Partager
Santé

Alimentation : les graisses réhabilitées

Les lipides, indispensables à l’organisme, devraient apporter 35 à 40 % des calories quotidiennes chez un adulte. Mais attention à équilibrer les acides gras oméga 3 et oméga 6.

1 réaction
Huile d'olive

L'huile d'olive, pilier du régime méditerranéen, est riche en acide oléique (oméga 9) et polyphénols qui contribue à la prévention des maladies cardiovasculaires.

© DAZAY/SIPA

Ennemies publiques numéro un ! Honnies depuis plus d’un demi-siècle, les graisses ont été considérées comme les adversaires de nos artères et les responsables de la prise de poids. Début de réhabilitation ? Les avis des spécialistes sont désormais beaucoup moins tranchés. Au point que le postulat qui a conduit à les bannir de nos assiettes pourrait bien être au final… responsable de l’épidémie actuelle d’obésité et de maladies cardiaques aux États-Unis ! "Lorsqu’elles ont été réduites dans l’alimentation, l’obésité a augmenté car les gens ont consommé plus de sucres. C’est ce qui s’est passé aux États-Unis à partir des années 1980", explique Philippe Legrand, directeur du Laboratoire de biochimie-nutrition humaine à l’Inra.
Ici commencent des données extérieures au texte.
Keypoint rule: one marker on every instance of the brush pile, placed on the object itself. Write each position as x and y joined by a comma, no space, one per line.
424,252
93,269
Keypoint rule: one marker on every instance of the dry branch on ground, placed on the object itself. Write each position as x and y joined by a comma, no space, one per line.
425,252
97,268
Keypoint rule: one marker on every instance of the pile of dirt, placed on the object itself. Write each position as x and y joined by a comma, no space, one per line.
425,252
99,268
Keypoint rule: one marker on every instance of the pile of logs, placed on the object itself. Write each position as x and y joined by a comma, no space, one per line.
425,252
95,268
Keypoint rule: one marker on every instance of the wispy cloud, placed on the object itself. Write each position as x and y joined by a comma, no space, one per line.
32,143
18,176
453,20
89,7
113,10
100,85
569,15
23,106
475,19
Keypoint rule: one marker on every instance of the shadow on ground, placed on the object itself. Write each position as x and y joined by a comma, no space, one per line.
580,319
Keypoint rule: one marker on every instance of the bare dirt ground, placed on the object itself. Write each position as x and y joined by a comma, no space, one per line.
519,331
Ces nouveaux éléments ont poussé l’Agence nationale de sécurité sanitaire de l’alimentation (Anses) à revoir à la hausse la part des lipides recommandée dans l’alimentation : 35 à 40 % des apports caloriques de la journée pour un adulte consommant 2000 kcal, contre 30 à 35 % avant 2010. Les lipides sont, en effet, indispensables à l’organisme. Ils assurent la fluidité des membranes cellulaires et constituent une réserve d’énergie. Le cholestérol est lui aussi essentiel ! Il intervient en particulier dans le fonctionnement et le développement du cerveau, notamment au niveau des cellules nerveuses, et dans la production d’hormones sexuelles (testostérone, œstrogènes…) et de cortisol. S’en priver constitue donc un risque pour l’organisme. Désormais, aucune graisse alimentaire n’est plus à proscrire totalement, hormis celles dites trans artificielles (acides gras trans) dont la nocivité est avérée.

À chaque acide gras, ses propriétés spécifiques

Pourtant, toutes ne se valent pas et il faut bien se repérer dans les grandes familles de lipides. Point commun : elles sont toutes composées de triglycérides, des acides gras aux propriétés spécifiques dont aucun n’est inutile. Néanmoins, certains sont meilleurs que d’autres, à commencer par les acides gras polyinsaturés qui méritent une attention particulière. Les plus connus sont l’acide linoléique ou oméga 6 (O6) et l’acide alpha-linolénique ou oméga 3 (O3). Ils sont dits essentiels car l’organisme, qui ne sait pas les fabriquer, les puise dans l’alimentation pour fluidifier le sang, prévenir l’infarctus et lutter contre la dépression grâce à son action sur le cerveau (pour l’O3) et produire des composés inflammatoires nécessaires au système immunitaire (pour l’O6). Les O3 se retrouvent dans les poissons gras, les épinards, la mâche… et les O6 dans les huiles végétales et certaines graisses animales. Attention : leurs apports doivent être équilibrés car ce sont les mêmes enzymes qui les métabolisent.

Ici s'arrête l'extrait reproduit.